Diva has been with us for 3 weeks and we are having an awesome time! She is 16 weeks and weighs 6 pounds. She is extremely playful and active and very loving. I love how happy she is to see me and how she follows me around. I am a first time dog owner and I have done a lot of reading and looking around this forum
I thought I would make a thread to post pictures of her and updates about our training process to see if anyone has any advice
Currently I am trying to keep her from jumping up on me, my girlfriend, strangers, anyone she meets. I will turn away from her when I come in the door and not give her attention until she calms down, then she can sit and get petted. She is learning this for me but she still jumps up at first. She has also detected that other people think it's adorable when she jumps on them.
She also sometimes barks to try to boss me around- she's not allowed on the sofa unless she wants to sit quietly- no playing up there or chewing the sofa buttons. So if she gets kicked off the sofa for being too rowdy she will bark angrily to try to get me to let her back up.

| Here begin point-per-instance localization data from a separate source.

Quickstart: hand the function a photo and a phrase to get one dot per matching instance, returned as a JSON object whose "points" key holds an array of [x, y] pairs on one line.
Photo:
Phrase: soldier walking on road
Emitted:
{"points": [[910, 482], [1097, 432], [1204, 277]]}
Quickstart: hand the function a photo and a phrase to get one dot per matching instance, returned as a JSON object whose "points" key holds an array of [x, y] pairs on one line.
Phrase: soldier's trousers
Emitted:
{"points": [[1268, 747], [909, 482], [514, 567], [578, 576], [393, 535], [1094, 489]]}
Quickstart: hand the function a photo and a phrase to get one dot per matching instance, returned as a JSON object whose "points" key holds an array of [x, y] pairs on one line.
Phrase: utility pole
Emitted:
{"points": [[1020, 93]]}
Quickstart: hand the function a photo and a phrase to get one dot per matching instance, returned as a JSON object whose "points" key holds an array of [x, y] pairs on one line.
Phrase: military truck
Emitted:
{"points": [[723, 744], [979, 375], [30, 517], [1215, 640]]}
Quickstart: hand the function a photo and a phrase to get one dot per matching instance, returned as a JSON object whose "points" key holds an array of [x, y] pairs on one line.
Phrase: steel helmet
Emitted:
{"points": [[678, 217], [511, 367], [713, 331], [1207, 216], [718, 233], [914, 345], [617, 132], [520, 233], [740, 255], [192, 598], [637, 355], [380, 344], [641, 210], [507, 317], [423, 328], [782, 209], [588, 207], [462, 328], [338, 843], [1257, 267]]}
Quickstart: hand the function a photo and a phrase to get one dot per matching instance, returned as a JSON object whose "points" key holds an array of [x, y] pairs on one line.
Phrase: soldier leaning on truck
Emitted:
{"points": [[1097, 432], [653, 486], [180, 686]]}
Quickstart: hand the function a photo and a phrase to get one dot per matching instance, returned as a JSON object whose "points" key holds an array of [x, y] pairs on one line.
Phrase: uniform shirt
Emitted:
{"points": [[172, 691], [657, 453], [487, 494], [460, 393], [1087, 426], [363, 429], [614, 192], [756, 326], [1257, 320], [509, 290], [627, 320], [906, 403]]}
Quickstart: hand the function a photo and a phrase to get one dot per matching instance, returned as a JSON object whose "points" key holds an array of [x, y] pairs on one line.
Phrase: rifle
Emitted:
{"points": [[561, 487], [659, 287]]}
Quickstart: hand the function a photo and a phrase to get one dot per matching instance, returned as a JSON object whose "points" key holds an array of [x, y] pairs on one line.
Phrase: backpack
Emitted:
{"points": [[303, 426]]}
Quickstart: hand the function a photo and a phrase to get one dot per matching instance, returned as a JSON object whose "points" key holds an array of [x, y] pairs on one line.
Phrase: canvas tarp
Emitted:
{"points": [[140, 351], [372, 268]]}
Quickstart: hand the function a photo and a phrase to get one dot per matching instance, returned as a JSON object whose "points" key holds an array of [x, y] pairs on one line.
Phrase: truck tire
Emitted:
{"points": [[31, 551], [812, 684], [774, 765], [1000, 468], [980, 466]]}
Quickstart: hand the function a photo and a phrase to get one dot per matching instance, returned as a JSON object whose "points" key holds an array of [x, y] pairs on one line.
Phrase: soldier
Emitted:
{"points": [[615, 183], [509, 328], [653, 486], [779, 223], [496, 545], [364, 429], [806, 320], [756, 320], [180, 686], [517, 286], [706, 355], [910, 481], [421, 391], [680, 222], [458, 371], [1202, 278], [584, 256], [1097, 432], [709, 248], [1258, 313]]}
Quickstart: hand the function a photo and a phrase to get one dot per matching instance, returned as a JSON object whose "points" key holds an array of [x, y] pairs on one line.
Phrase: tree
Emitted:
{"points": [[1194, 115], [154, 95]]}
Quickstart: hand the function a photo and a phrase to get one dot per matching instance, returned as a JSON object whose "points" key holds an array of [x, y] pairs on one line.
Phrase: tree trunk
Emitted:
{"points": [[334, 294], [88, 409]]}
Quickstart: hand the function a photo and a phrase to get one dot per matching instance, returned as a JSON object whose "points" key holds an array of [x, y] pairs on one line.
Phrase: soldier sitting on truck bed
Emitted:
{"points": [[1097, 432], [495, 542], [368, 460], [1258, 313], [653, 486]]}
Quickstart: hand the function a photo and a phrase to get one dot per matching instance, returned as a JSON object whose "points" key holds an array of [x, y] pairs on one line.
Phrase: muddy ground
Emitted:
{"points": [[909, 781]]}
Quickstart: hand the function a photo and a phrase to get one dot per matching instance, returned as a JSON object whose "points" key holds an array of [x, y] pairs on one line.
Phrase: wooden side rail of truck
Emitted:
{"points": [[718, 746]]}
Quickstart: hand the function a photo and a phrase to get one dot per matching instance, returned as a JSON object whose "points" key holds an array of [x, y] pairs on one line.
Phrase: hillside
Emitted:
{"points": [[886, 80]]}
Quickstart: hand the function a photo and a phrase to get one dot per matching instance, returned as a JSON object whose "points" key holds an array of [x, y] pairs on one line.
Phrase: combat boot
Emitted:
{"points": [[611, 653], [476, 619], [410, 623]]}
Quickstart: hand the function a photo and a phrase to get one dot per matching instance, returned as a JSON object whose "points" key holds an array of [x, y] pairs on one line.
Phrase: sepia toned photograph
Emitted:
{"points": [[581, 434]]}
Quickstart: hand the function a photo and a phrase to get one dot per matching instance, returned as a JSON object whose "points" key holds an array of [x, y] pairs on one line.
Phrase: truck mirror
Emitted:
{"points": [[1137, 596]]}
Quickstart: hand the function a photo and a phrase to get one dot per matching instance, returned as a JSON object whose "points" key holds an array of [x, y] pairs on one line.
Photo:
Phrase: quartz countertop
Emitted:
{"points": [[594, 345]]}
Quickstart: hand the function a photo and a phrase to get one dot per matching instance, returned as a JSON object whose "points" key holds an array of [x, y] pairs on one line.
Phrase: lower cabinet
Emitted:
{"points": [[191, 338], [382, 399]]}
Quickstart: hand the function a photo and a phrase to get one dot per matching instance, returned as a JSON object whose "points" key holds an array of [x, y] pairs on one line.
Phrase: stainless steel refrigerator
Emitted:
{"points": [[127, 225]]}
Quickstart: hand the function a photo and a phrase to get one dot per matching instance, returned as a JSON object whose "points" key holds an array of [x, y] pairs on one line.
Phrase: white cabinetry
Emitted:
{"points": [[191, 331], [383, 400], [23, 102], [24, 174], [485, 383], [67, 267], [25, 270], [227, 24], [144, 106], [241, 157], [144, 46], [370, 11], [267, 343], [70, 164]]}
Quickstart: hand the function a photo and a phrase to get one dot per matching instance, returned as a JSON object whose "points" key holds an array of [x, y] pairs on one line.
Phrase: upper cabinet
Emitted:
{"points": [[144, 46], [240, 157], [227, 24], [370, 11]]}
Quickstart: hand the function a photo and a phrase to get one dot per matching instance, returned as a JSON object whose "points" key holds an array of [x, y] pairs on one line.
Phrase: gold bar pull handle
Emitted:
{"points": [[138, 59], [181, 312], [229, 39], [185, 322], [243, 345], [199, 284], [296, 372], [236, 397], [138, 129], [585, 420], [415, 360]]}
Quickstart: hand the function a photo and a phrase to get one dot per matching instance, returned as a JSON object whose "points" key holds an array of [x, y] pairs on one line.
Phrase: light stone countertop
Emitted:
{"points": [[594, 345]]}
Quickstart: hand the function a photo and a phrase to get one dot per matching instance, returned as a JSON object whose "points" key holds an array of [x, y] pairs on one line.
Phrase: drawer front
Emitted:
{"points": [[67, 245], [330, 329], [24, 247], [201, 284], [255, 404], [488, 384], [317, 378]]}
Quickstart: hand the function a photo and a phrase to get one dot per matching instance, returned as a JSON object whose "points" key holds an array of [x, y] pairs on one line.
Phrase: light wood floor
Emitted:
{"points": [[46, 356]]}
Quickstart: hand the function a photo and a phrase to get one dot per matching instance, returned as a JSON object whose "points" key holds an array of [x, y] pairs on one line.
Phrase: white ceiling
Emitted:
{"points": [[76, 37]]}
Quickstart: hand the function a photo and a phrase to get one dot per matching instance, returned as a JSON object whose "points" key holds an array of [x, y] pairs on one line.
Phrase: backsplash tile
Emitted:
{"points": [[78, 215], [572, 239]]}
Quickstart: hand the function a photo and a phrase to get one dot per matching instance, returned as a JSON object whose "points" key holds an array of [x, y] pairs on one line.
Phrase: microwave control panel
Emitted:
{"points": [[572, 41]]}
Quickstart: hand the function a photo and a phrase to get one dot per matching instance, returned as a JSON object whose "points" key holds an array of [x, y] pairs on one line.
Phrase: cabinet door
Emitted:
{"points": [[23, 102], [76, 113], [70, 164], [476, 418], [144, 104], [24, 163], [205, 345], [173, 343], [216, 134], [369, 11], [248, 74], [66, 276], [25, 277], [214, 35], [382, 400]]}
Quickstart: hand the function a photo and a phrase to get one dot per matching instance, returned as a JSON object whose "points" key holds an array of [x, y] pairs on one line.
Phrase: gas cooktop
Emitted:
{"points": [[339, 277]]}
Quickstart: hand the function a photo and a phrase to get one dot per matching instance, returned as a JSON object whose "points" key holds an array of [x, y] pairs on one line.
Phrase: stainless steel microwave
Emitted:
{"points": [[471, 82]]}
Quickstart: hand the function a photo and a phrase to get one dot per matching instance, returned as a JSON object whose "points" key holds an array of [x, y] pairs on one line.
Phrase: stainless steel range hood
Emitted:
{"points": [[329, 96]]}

I don't reward her for this but I'm not sure what I should do in this situation- stay sitting there and let her bark forever? I can distract her with a toy, but then I'm rewarding her for barking by playing with her. Does anyone have any tips on this?
As far as jumping is concerned, it is VERY tough to get a handle on this when other people give her positive feedback for it. You really have to decide how important it is to you. Obviously she has already started learning that YOU wont tolerate it, so she has differentiated her behavior greeting you or other people. If it's important to you that she not jump on other people, you will have to take the extra time to secure her, either on leash or in her ex-pen or crate. Then you will have to be REALLY firm with the PEOPLE that they can't interact with her AT ALL until she stops jumping up.
A trainer I worked with in a seminar over the weekend also suggested throwing a handful of kibble or small treats on the floor to occupy the dog BEFORE they get ramped up and start jumping on people. She said that often, this, combined with no positive reinforcement from the visitors is enough to stop the behavior.
Demand barking seems to definitely be a "thing" with many Havanese puppies. They are smart enough that they will train YOU, if they can!
If you have set criteria for her being on the sofa, and are VERY consistent about reinforcing them, (which probably means limiting her access to it when you aren't present to reinforce the desired behavior) you should remove her from the couch when she behaves inappropriately. Definitely do NOT "distract" her with toys. Being removed from the couch is a punishment. It's a very mild one... as it should be with a puppy. But you want her to make the connection. If she barks at you, turn your head completely away. If that's not enough, get up and walk away from her. If she either jumps back on the couch OR follows you and barks, pick her up gently and put her in her pen or crate for a couple of minutes.
Demand barking can be very frustrating. Believe me, I know. Kodi was a TERRIBLE demand barker as an adolescent. But age and CONSISTENTLY proving to them that it doesn't get them any where will eventually get you though the problem!